Spounavirinae

Virus classification
- (unranked): Virus
- Realm: Duplodnaviria
- Kingdom: Heunggongvirae
- Phylum: Uroviricota
- Class: Caudoviricetes
- Family: Herelleviridae
- Subfamily: Spounavirinae
- Genera: Okubovirus; Siminovitchvirus;

= Spounavirinae =

Subfamily of viruses

Spounavirinae is a subfamily of viruses in the family Herelleviridae. Bacteria serve as natural hosts. There are currently five species in this subfamily, divided among 2 genera.

==Taxonomy==
The subfamily has two genera:
- Okubovirus
- Siminovitchvirus

==Structure==
Viruses in the subfamily Spounavirinae are non-enveloped, with icosahedral and Head-tail geometries, and T=16 symmetry.
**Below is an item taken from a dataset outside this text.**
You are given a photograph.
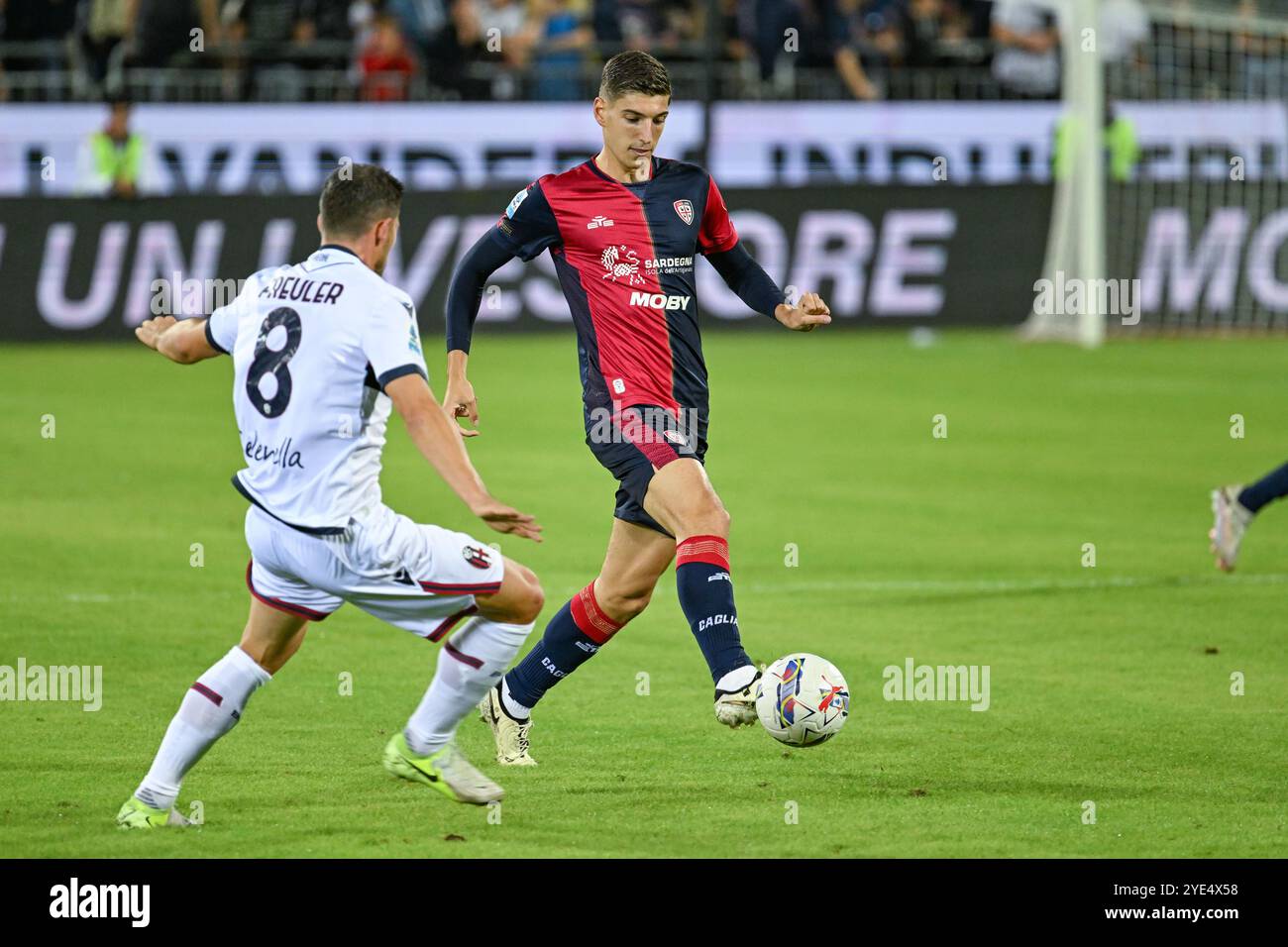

The diameter is around 84–94 nm, with a length of 140–219 in length, contractile with globular structures at its tip, has six long terminal fibers, six short spikes and a double base platenm. Genomes are circular, around 130–160kb in length. The genome codes for 190 to 230	proteins.

==Life cycle==
Viral replication is cytoplasmic. Entry into the host cell is achieved by adsorption into the host cell. DNA-templated transcription is the method of transcription. Bacteria serve as the natural host. Transmission routes are passive diffusion.